Del Sarto’s studies of the head of an infant.J. Paul Getty -- Galleria degli Uffizi, Gabinetto Disegni e Stampe, Florence

Del Sarto’s “Madonna of the Steps,” too fragile to travel from the Prado, appears here in the form of sketched details: images of piled drapery, of nude bodies (studio staff was no doubt recruited to pose), of detached feet and hands (including a tarantulalike set of fingers) and of a sweet child’s head, with another half-visible, like a mirage, behind it.

Some or all, further tweaked, then transplanted, will end up in a painting — or paintings — of seamless grace.
The Frick curator, Aimee Ng, has placed these and other compositional studies in one gallery.

She has devoted the other mainly to single-figure studies by an artist who, in depicting faces, basically erased the line between reality and fiction.

You see this first-hand in the red-chalk head of a grave woman (inset right, “Head of a Young Woman,” a study), with downcast eyes and loosened hair from around 1523.

It served as a model for a painted Mary Magdalene, but it also well may be — as the splendid catalog, edited by the show’s Getty curator, Julian Brooks, suggests — a likeness of Lucrezia’s younger sister, Maria del Fede.

“Head of a Young Woman,” a study.Galleria degli Uffizi, Gabinetto Disegni e Stampe, Florence

Either way, with its exquisitely weighted lines, it’s a stand-alone, perfect thing.

Owners and viewers over five centuries must have thought so too.

It’s one of the 180 or so drawings known to have survived of hundreds or thousands that this prolific and relentless revisionist must have turned out, worn out with handling, and thrown out in a labor-intensive life.
A sense of that hands-on labor is at the Met in “Andrea del Sarto’s Borgherini Holy Family,” which focuses on two closely related large paintings.

One, “The Holy Family With the Young Saint John the Baptist,” is in the Met’s collection; the other, “Charity,” is from the National Gallery in Washington.

Both date to 1528 or 1529, the end of the artist’s career. Although they have different themes, their compositions are closely related, more so than the eye can see.

Recent imaging technology has revealed that “Charity” is literally based on “The Holy Family,” a version of which is sketched underneath it. The technology also records, stroke by exploratory stroke, how del Sarto transformed the Virgin into a breast-baring Charity, and Jesus, St. John and St. Joseph into her squirming offspring.

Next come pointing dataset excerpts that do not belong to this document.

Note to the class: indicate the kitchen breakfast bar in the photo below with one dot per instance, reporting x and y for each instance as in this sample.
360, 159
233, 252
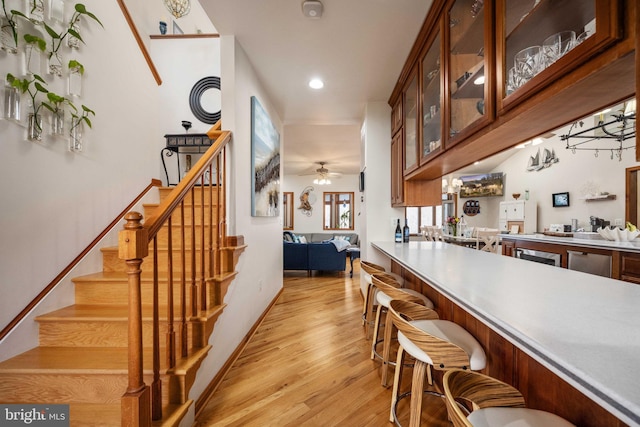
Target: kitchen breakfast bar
569, 341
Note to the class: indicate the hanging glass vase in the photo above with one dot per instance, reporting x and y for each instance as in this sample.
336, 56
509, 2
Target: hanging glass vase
75, 137
34, 127
35, 11
72, 41
55, 64
32, 58
75, 81
8, 39
57, 122
11, 103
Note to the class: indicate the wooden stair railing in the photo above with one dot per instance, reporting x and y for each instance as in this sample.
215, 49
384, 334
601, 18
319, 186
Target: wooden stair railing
197, 257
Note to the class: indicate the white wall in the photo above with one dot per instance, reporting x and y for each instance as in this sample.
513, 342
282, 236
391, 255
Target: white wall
313, 223
378, 217
55, 202
260, 268
574, 173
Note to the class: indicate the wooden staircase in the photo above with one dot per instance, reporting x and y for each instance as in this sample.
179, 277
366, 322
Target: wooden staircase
129, 349
82, 356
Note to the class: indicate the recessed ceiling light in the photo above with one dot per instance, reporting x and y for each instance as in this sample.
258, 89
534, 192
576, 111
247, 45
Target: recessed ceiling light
316, 84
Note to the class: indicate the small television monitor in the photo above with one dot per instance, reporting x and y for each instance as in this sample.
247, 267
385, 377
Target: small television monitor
560, 200
484, 185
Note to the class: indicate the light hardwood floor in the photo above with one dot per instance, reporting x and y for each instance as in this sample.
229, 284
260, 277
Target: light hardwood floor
308, 365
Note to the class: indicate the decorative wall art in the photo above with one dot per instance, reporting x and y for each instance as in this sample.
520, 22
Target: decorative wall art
537, 163
306, 200
265, 163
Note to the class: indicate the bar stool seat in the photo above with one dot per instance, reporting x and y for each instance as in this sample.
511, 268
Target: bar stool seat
492, 403
433, 343
447, 331
515, 417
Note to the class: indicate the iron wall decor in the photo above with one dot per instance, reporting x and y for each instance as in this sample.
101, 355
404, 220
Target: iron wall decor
265, 163
195, 99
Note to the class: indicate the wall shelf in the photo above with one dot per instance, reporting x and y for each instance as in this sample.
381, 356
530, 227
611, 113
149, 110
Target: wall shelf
599, 198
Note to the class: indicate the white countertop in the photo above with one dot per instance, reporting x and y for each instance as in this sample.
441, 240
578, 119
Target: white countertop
633, 246
583, 327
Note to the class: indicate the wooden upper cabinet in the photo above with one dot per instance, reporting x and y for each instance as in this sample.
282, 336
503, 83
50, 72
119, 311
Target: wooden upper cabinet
470, 66
396, 117
431, 83
539, 41
410, 122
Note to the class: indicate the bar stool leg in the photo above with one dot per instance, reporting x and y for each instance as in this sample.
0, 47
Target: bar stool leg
386, 349
417, 389
376, 328
397, 376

Studies of arms, legs, hands and a cloak by Andrea del Sarto.Galleria degli Uffizi, Gabinetto Disegni e Stampe, Florence

The curators of the Met’s show, Andrea Bayer and Michael Gallagher, post print-outs of this sub-cutaneous activity, which give a graphic idea of how complex, in action and thought, del Sarto’s easy-looking art is.

They also set his work in an art-world-meets-real-world context.,
Both paintings were done in or around the brief period when Florence had expelled the oppressive Medici regime and declared itself a republic. De Sarto had close Republican ties.

He may have intended “Charity” as a gift to the French court, which, the hope was, would support the city. But when, after a brutal siege, the Medici returned to power, the painting stayed in the artist’s studio. It was there when he died in an outbreak of the plague, at age 44, trying hard to improve “little by little,” as Vasari writes, to the last.
Vasari delivers this patronizing note near the conclusion of his account of del Sarto’s life.

There he also takes final swipes at Lucrezia, puts the artist down yet again for lacking gumption, art-world savvy and personal force; and finally allows that none of that actually prevents del Sarto from being seen as “most rare, or from being held in very great account, and that rightly, since he was one of the best and greatest masters who have lived even to our own day.” So at least he gets that right.